5.2 PS2
Due: Midnight, Sept 30 (revised from Sept 23)
Purpose: The goal of this problem set is to improve your technical writing and to acquire basic competence in designing and implementing natural semantics, reduction semantics, and interpreters.
5.2.1 Problem 0
Revise the one-page description of your chosen programming language based on the feedback on PS1 handed back in class on September 11. Exchange memos with your partner. Critically mark up your partner’s memo to improve the writing. Together, revise both memos to incoporate the comments you generated. Commit PDFs of both revised memos to your github repository. (You may also commit source code, but I will only read the PDF.)
5.2.2 Problem 1
Implement an interpreter for the imprecise error semantics of the B language as a function in OCaml. Your interpreter is free to produce any answer that is consistent with the semantics.
This will require basic programming in OCaml. There are several tutorials to help get you started.
type env = (string * val) list |
5.2.3 Problem 2
Develop a “maximally parallel” reduction semantics for the A language. The one-step reduction relation should apply as many occurrences of the reduction axioms as possible on every step.

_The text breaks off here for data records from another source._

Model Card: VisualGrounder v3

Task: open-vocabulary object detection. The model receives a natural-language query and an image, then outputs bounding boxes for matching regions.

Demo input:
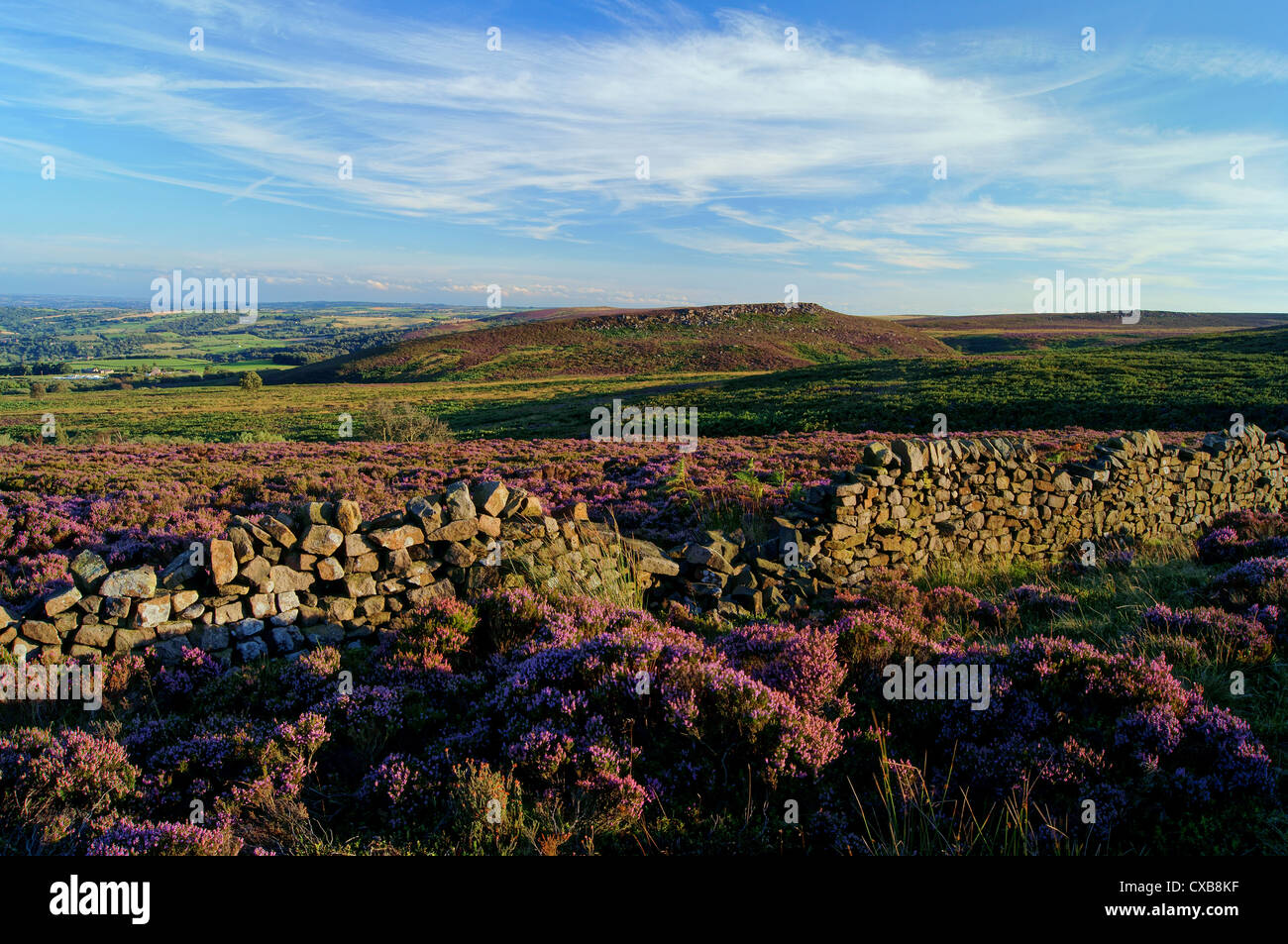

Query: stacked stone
[0,425,1288,662]
[673,425,1288,618]
[0,481,644,662]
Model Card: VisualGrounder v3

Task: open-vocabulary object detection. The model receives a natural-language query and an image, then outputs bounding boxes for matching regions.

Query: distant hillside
[894,312,1288,355]
[278,304,954,382]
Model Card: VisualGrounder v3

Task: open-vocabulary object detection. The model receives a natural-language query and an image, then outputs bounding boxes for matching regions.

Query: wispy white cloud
[0,0,1288,309]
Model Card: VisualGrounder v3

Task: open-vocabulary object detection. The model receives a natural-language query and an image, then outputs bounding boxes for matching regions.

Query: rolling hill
[893,312,1288,355]
[274,304,954,383]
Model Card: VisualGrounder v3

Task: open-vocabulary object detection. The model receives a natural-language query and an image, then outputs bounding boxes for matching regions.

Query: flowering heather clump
[268,645,340,716]
[828,606,934,675]
[358,754,434,829]
[1004,583,1078,618]
[1245,602,1288,645]
[156,647,223,702]
[0,728,139,840]
[718,623,853,717]
[974,599,1020,630]
[486,600,840,820]
[1141,604,1274,662]
[1210,558,1288,605]
[1195,527,1288,564]
[86,819,242,855]
[922,587,982,627]
[906,638,1274,831]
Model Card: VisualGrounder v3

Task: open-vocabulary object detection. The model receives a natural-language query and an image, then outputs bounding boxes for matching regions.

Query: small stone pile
[0,425,1288,662]
[0,481,677,662]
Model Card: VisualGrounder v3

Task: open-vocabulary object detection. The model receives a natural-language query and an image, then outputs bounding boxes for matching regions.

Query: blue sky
[0,0,1288,314]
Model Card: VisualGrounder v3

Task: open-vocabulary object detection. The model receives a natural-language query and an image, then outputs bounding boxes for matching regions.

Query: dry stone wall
[0,481,679,662]
[0,426,1288,662]
[680,425,1288,617]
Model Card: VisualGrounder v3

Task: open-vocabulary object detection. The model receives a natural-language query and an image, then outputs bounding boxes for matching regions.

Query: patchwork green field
[0,329,1288,442]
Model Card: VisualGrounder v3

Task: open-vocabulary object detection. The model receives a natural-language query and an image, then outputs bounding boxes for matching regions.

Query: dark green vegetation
[0,299,1288,442]
[0,299,525,374]
[0,329,1288,442]
[898,312,1288,355]
[654,329,1288,434]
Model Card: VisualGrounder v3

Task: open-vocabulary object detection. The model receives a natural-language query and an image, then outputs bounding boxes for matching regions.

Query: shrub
[1141,604,1272,662]
[1208,558,1288,606]
[86,819,242,855]
[371,399,456,443]
[0,728,139,841]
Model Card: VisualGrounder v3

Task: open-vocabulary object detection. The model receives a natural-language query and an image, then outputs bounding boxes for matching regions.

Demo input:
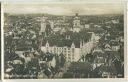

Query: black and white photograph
[3,2,125,79]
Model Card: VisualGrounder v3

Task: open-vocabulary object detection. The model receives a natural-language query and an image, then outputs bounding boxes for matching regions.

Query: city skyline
[4,3,124,15]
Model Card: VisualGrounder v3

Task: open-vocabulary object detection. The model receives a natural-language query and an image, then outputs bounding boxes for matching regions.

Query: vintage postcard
[3,3,124,79]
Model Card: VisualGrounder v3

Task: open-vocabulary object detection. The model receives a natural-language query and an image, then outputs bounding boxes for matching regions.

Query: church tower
[40,16,46,33]
[73,13,80,27]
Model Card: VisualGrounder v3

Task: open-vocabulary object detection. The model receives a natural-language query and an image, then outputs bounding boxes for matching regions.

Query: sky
[4,3,124,15]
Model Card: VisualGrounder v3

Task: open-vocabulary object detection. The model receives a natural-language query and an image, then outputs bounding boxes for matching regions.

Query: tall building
[41,33,95,62]
[40,16,46,32]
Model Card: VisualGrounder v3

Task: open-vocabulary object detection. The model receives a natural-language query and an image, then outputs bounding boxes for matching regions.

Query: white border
[1,0,128,82]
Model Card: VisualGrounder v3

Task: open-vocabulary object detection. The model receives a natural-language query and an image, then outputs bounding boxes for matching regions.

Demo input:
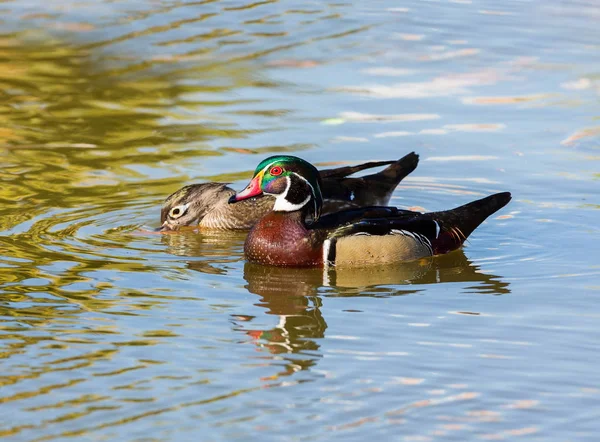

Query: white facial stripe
[272,172,314,212]
[292,172,317,213]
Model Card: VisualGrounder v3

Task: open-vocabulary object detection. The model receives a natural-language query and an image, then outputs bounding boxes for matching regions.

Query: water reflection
[223,250,510,377]
[235,263,327,376]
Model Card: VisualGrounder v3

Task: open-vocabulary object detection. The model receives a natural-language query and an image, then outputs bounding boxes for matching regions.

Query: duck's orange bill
[229,172,263,204]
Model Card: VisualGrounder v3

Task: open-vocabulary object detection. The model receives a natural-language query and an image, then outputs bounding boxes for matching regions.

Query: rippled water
[0,0,600,441]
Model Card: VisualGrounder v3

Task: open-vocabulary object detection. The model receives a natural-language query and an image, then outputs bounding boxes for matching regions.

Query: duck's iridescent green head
[229,155,323,221]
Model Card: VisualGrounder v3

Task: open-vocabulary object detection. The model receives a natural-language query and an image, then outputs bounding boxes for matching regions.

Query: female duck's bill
[229,156,511,267]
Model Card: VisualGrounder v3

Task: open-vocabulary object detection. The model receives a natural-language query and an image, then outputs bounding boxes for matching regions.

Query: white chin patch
[273,177,310,212]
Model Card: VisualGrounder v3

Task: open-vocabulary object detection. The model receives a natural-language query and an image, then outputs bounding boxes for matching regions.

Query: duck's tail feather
[345,152,419,206]
[422,192,512,255]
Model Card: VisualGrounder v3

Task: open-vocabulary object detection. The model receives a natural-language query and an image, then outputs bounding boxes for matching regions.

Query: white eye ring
[169,203,190,219]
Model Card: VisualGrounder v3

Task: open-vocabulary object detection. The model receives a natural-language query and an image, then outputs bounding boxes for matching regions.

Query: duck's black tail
[423,192,512,255]
[320,152,419,207]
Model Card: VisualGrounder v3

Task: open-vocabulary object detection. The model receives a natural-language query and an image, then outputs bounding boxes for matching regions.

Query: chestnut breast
[244,212,323,267]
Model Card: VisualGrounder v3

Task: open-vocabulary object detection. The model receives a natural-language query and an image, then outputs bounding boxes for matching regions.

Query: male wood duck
[229,156,511,267]
[159,152,419,231]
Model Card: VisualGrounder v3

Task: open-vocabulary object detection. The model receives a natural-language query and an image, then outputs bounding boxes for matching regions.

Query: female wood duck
[229,156,511,267]
[159,152,419,231]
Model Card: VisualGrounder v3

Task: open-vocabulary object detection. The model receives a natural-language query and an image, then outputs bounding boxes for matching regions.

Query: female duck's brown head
[159,183,234,231]
[229,155,323,221]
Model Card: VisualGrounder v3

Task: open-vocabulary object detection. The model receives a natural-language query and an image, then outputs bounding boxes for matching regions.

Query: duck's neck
[244,210,323,267]
[273,174,321,219]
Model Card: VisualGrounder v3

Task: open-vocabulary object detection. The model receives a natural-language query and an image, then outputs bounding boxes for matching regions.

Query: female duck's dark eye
[169,204,188,219]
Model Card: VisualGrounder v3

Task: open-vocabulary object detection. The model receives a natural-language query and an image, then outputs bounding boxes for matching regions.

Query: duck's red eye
[269,166,283,176]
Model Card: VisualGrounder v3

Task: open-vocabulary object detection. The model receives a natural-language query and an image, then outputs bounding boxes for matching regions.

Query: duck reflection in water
[227,250,510,379]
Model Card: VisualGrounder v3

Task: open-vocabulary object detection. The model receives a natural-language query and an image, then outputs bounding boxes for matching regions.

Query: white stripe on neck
[273,174,311,212]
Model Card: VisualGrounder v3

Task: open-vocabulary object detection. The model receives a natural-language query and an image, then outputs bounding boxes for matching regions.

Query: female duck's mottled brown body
[160,152,419,231]
[230,156,511,267]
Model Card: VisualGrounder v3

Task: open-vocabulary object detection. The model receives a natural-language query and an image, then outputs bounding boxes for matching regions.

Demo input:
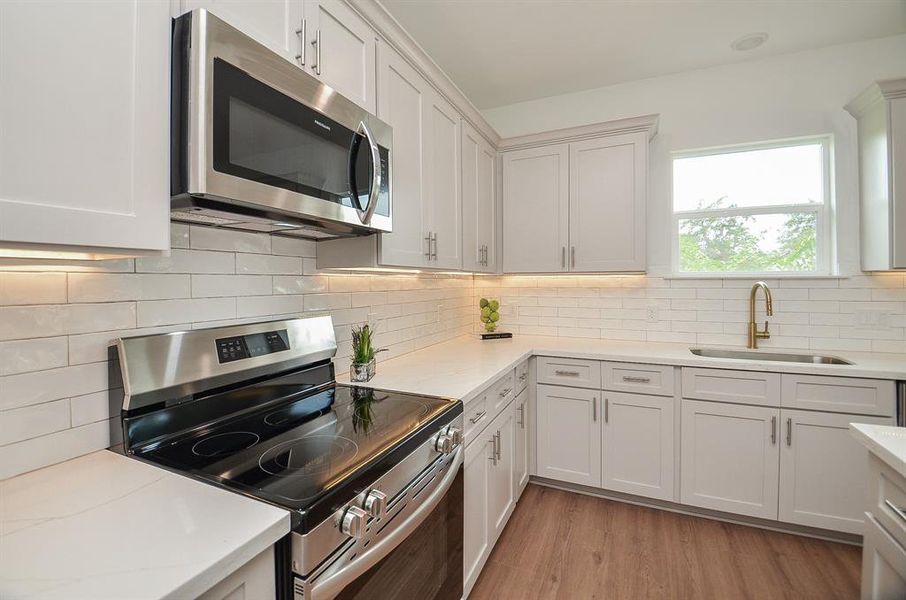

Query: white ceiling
[382,0,906,109]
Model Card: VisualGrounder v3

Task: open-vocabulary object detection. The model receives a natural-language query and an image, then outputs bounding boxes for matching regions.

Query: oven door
[177,10,391,233]
[294,448,463,600]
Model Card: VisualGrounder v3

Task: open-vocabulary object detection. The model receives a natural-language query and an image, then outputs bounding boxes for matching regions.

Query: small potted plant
[349,324,386,381]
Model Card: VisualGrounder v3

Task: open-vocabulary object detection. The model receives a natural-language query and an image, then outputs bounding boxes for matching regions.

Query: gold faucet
[746,281,774,348]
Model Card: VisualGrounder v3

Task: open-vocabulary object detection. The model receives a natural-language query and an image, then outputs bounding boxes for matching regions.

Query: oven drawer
[601,362,673,396]
[535,356,601,390]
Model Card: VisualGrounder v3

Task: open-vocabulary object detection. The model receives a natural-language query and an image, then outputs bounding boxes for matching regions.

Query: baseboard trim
[529,475,862,546]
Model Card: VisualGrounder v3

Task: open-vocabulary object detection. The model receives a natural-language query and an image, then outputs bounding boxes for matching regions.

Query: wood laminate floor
[469,484,861,600]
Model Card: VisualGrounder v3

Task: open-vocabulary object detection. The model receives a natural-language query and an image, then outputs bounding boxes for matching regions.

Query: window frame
[670,134,835,279]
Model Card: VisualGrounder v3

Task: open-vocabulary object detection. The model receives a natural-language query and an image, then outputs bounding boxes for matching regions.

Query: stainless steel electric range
[110,317,463,600]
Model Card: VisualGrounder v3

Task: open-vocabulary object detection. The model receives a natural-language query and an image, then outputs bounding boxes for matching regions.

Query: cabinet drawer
[536,356,601,390]
[516,360,528,395]
[781,374,896,417]
[868,454,906,546]
[463,394,494,446]
[487,371,516,417]
[601,362,673,396]
[683,367,780,406]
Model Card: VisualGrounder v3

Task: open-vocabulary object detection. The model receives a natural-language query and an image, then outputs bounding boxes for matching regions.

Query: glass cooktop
[136,385,462,533]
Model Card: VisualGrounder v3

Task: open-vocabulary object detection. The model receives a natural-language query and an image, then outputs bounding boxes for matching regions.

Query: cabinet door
[463,431,494,595]
[377,44,430,267]
[536,385,601,487]
[179,0,302,64]
[569,133,648,272]
[861,516,906,600]
[513,389,529,500]
[0,0,170,253]
[779,409,894,533]
[425,90,462,269]
[503,144,569,273]
[488,402,516,542]
[603,392,674,501]
[462,121,497,273]
[680,400,780,519]
[305,0,372,112]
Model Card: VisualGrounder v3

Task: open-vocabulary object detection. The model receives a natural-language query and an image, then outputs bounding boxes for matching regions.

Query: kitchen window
[673,136,832,275]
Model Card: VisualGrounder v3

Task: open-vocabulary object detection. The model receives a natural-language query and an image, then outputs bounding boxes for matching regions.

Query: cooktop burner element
[258,435,359,475]
[192,431,261,457]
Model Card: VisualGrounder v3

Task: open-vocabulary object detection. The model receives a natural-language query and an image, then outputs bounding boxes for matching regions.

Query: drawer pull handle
[884,500,906,521]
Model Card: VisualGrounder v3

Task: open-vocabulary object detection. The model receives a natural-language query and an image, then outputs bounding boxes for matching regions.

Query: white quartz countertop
[0,450,290,600]
[849,423,906,477]
[346,335,906,402]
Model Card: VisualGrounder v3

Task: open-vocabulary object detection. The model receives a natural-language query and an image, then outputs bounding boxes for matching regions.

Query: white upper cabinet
[298,0,376,113]
[846,78,906,271]
[462,121,497,273]
[503,144,569,273]
[0,0,170,255]
[501,121,657,273]
[426,90,462,269]
[569,133,648,272]
[174,0,303,64]
[374,44,433,267]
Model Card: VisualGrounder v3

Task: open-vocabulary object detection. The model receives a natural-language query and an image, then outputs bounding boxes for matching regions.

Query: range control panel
[216,329,289,364]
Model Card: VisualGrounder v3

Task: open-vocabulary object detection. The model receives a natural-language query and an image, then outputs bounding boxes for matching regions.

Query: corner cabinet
[502,118,656,273]
[462,120,497,273]
[0,0,170,257]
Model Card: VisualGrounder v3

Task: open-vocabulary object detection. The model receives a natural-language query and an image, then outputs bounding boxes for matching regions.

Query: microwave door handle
[357,121,382,225]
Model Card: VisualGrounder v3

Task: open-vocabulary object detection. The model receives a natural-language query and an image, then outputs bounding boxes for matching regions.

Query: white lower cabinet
[513,389,531,500]
[198,546,277,600]
[463,402,516,597]
[536,385,601,487]
[602,392,675,500]
[680,399,780,519]
[779,409,894,534]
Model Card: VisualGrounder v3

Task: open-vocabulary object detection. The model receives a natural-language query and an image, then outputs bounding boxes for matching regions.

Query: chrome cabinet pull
[311,29,321,75]
[884,500,906,521]
[296,19,306,67]
[554,369,579,377]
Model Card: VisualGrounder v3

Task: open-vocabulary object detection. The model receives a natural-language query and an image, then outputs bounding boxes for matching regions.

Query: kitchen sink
[689,348,853,365]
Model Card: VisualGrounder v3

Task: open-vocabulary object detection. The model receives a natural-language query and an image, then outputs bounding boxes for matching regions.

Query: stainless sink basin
[689,348,853,365]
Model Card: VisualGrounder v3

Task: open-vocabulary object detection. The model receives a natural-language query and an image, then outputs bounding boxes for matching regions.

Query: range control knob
[340,506,368,539]
[364,490,387,519]
[434,433,456,454]
[446,425,462,448]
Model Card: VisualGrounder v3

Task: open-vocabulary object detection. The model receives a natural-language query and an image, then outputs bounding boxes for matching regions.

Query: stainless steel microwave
[171,9,393,239]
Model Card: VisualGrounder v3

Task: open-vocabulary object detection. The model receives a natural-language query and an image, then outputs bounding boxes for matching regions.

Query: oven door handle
[309,446,463,600]
[351,121,383,225]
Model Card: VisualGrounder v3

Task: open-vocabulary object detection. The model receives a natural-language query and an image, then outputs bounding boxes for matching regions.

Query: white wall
[0,225,466,479]
[484,35,906,275]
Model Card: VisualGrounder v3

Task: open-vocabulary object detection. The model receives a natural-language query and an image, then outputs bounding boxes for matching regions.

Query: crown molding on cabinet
[497,115,660,152]
[843,77,906,119]
[345,0,500,147]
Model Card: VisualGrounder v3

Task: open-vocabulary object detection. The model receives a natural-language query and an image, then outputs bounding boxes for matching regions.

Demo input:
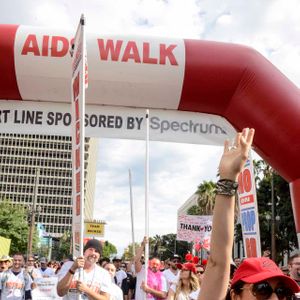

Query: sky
[0,0,300,255]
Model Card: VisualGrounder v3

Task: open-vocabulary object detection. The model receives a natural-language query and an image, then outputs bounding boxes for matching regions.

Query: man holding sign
[57,239,111,300]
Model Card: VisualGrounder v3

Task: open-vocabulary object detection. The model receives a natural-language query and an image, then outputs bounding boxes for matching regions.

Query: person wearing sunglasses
[163,254,181,290]
[196,265,204,286]
[198,128,299,300]
[167,262,200,300]
[226,257,299,300]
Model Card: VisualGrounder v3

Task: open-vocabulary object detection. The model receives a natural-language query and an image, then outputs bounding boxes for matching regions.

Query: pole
[271,170,276,261]
[27,168,40,256]
[128,169,135,257]
[144,109,149,299]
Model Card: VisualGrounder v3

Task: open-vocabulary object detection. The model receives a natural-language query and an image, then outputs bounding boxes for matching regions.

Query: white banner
[71,17,87,257]
[238,153,261,257]
[14,25,185,109]
[31,276,62,300]
[0,101,235,145]
[176,215,212,249]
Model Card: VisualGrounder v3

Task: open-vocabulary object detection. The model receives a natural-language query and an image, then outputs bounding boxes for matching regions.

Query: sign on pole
[84,222,105,238]
[176,215,212,250]
[71,15,87,257]
[238,153,261,257]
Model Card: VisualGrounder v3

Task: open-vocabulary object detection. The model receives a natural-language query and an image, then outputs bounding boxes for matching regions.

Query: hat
[0,255,12,261]
[83,239,102,255]
[231,257,299,293]
[40,257,47,264]
[170,254,181,261]
[179,263,197,274]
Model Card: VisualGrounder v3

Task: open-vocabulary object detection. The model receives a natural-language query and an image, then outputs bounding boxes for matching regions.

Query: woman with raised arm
[198,128,254,300]
[198,128,299,300]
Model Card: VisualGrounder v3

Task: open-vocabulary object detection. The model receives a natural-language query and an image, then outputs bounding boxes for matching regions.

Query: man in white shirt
[0,253,32,300]
[163,254,181,290]
[104,263,123,300]
[57,239,111,300]
[113,256,127,287]
[38,257,55,278]
[134,237,168,300]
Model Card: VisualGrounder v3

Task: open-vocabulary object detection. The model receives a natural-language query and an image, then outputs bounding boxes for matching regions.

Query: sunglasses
[248,282,294,300]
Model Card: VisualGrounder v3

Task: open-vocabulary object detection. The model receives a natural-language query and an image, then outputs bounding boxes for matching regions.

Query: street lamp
[27,169,41,256]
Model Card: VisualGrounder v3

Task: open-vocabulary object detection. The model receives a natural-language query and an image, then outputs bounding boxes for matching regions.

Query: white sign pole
[238,152,261,257]
[128,169,135,257]
[144,109,149,299]
[71,15,87,299]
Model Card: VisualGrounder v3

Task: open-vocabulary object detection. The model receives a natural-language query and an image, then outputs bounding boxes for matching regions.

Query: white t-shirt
[0,270,32,300]
[163,269,180,290]
[38,268,55,277]
[27,266,43,280]
[109,283,123,300]
[170,284,200,300]
[58,261,111,300]
[116,270,127,287]
[135,265,168,300]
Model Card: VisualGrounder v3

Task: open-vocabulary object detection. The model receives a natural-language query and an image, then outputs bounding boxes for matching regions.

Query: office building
[0,133,97,237]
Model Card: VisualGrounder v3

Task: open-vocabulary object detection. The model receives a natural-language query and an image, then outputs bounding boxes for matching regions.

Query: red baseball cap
[179,263,197,274]
[231,257,300,293]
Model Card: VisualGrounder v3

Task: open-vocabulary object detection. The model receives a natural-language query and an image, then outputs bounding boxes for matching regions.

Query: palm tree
[195,181,216,215]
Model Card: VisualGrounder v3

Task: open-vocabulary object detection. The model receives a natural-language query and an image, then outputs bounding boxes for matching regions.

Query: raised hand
[219,128,255,181]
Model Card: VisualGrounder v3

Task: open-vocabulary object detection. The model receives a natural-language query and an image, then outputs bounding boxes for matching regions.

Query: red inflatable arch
[0,25,300,239]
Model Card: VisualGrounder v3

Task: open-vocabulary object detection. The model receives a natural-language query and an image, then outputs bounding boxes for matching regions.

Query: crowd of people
[0,128,300,300]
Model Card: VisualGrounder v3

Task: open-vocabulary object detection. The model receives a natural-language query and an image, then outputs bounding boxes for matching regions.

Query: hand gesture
[76,280,89,293]
[219,128,254,181]
[141,236,148,247]
[71,256,85,271]
[141,281,148,293]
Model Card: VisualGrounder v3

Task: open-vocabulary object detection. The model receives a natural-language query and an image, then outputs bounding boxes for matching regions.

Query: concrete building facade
[0,133,98,237]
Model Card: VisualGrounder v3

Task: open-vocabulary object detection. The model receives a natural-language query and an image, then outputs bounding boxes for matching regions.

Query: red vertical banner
[238,153,261,257]
[71,16,87,257]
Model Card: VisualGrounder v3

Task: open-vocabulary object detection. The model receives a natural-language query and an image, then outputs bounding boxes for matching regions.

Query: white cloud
[0,0,300,254]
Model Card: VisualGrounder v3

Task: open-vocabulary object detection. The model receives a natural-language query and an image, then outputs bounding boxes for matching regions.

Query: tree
[102,241,118,257]
[196,181,216,215]
[52,231,72,260]
[0,200,28,253]
[122,243,141,261]
[187,205,202,216]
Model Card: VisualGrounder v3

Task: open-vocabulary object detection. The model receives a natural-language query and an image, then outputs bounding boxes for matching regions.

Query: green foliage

Prove that the maximally parallel one-step reduction relation is a partial function.
Implement the function in OCaml.
Implement an interpreter in OCaml that iteratively applies the maximally parallel one-step reduction relation until a value is obtained.
5.2.4 Problem 3
Develop a standard reduction relation for the B language. The relation should be a partial function, i.e., a standard reduction step is deterministic.
Prove that for all B programs e, either e is an answer or e takes a step according to the standard reduction relation.
Implement the function in OCaml.
Implement an interpreter in OCaml that iteratively applies the standard reduction relation until an answer is obtained.
5.2.5 Problem 4
Develop a “potentially parallel" reduction semantics for the A language. The one-step reduction relation may apply any number of occurrences of the reduction axioms between 0 and the maximum.
Implement the reduction semantics in Redex.
5.2.6 Delivery
All work should be committed to your pair’s github repository. For proofs, you may submit PDFs, plain text files, or, if you’re so inclined, machine checkable proofs written in Coq, Agda, or other similar tools.